Man, there's some scary stuff in there and the scariest thing is that I still do remember how heartbreaking it was to have my bff go and sit next to someone else in class or not talk to me for all of twenty minutes. The world revolved around this tiny classroom and the complex inter-relationships of the combatants. Reading these notes is like watching the Bold and the Beautiful- only without all the steamy sex scenes. At this stage we found just brushing the arm of a guy you liked waaaayyy more intensely sexual than anything we'd ever experienced before.

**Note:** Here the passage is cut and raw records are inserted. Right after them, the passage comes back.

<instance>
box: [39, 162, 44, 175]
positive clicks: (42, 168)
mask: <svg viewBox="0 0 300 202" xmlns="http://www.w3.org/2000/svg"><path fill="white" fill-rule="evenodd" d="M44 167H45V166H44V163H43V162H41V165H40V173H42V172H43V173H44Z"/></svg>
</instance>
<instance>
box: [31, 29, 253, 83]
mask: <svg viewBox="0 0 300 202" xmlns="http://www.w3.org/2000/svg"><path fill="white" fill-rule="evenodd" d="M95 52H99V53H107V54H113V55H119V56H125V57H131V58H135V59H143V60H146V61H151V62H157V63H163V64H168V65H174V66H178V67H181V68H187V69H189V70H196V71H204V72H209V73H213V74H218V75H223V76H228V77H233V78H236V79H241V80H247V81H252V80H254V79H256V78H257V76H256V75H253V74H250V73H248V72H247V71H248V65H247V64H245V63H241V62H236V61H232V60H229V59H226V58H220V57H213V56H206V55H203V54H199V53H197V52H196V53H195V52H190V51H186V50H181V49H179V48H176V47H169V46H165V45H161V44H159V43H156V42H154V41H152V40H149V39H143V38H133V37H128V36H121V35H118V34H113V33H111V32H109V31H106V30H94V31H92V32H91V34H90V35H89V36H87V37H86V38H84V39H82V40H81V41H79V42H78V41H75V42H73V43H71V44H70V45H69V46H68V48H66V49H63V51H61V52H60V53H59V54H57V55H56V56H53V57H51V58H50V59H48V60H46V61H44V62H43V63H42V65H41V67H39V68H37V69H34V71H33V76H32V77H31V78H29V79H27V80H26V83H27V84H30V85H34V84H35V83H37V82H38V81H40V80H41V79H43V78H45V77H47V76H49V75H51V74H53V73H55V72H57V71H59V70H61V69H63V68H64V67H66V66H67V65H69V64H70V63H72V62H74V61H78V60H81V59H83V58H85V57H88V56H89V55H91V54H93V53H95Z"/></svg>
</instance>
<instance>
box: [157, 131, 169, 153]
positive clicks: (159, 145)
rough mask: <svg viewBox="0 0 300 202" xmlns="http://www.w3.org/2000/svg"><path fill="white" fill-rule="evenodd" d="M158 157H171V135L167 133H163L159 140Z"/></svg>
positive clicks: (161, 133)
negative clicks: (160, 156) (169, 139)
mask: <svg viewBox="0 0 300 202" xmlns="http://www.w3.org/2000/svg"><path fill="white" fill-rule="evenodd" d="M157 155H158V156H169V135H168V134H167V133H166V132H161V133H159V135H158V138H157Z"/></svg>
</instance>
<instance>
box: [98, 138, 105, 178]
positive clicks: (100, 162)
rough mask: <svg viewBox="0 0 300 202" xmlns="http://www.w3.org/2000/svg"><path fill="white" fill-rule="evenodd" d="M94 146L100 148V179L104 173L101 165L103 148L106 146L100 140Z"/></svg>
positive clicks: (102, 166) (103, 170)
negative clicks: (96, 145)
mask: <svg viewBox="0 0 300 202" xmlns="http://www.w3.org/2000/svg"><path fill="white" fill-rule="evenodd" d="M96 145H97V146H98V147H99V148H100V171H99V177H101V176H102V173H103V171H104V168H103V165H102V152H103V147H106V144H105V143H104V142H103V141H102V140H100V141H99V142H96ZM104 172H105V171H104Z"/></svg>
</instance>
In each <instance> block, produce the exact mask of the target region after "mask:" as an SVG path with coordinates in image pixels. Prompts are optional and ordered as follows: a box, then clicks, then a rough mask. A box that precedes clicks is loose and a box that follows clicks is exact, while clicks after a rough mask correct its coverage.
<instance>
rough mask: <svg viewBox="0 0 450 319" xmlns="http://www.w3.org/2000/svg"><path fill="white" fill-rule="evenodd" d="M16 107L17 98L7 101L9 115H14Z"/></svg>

A couple of the notes I did find amazingly cute, including a list of tapes a friend had that I could copy. I give you... 1989

Dirty Dancing Soundtrack
Transvision Vamp - Velveteen
Madonna - Like a Prayer
Roxette - Look Sharp
Bananarama's Greatest Hits
James Reyne - Hard Reyne
Daryl Braithwaite - Edge

Additionally I have a note which references two people that I can't for the life of me place. It's from Sally, who'd apparently never met me but feels like we were friends, and she had a message for Chris. There's this guy in Japan she's got a thing with, so she's not into you.

Sorry, dude.

Tuesday, January 06, 2009

next it'll be flashcards with chemical structures

The past month of being in Australia has given DrH and I the chance to get to know the two nephews born since we were last here, and the two nieces we previously had met but have now reached the more interesting stage of speaking.

In a bonding session with one, who I'll call Curly, DrH had her show of her advanced mathematical skill by counting one to ten.

"onetwofeeive" said Curly.

"Four five," corrected DrH.


"Very good!" he enthused. "Now, can you say chlorophyll?"

Monday, January 05, 2009

new look. again.

In celebration of the New Year and the fact that Australia is still slightly cheaper and has two for one offers, I have gone out for a new look and bought TWO new glasses frames.

Number One: The sexy business woman

Number Two: The eccentric (yet still sexy) librarian

If you've forgotten, here are my previous ones (and another incarnation of my hair), although as they are all the same prescription I imagine I'll still slip into those ones too.

My hair has also taken on a new gestalt. Gone is the brown, the grey, the red and the heavy fringe which made me look like Velma from Scooby Doo has been replaced with a thinner, crooked look.

Because that just makes me look so damn cool.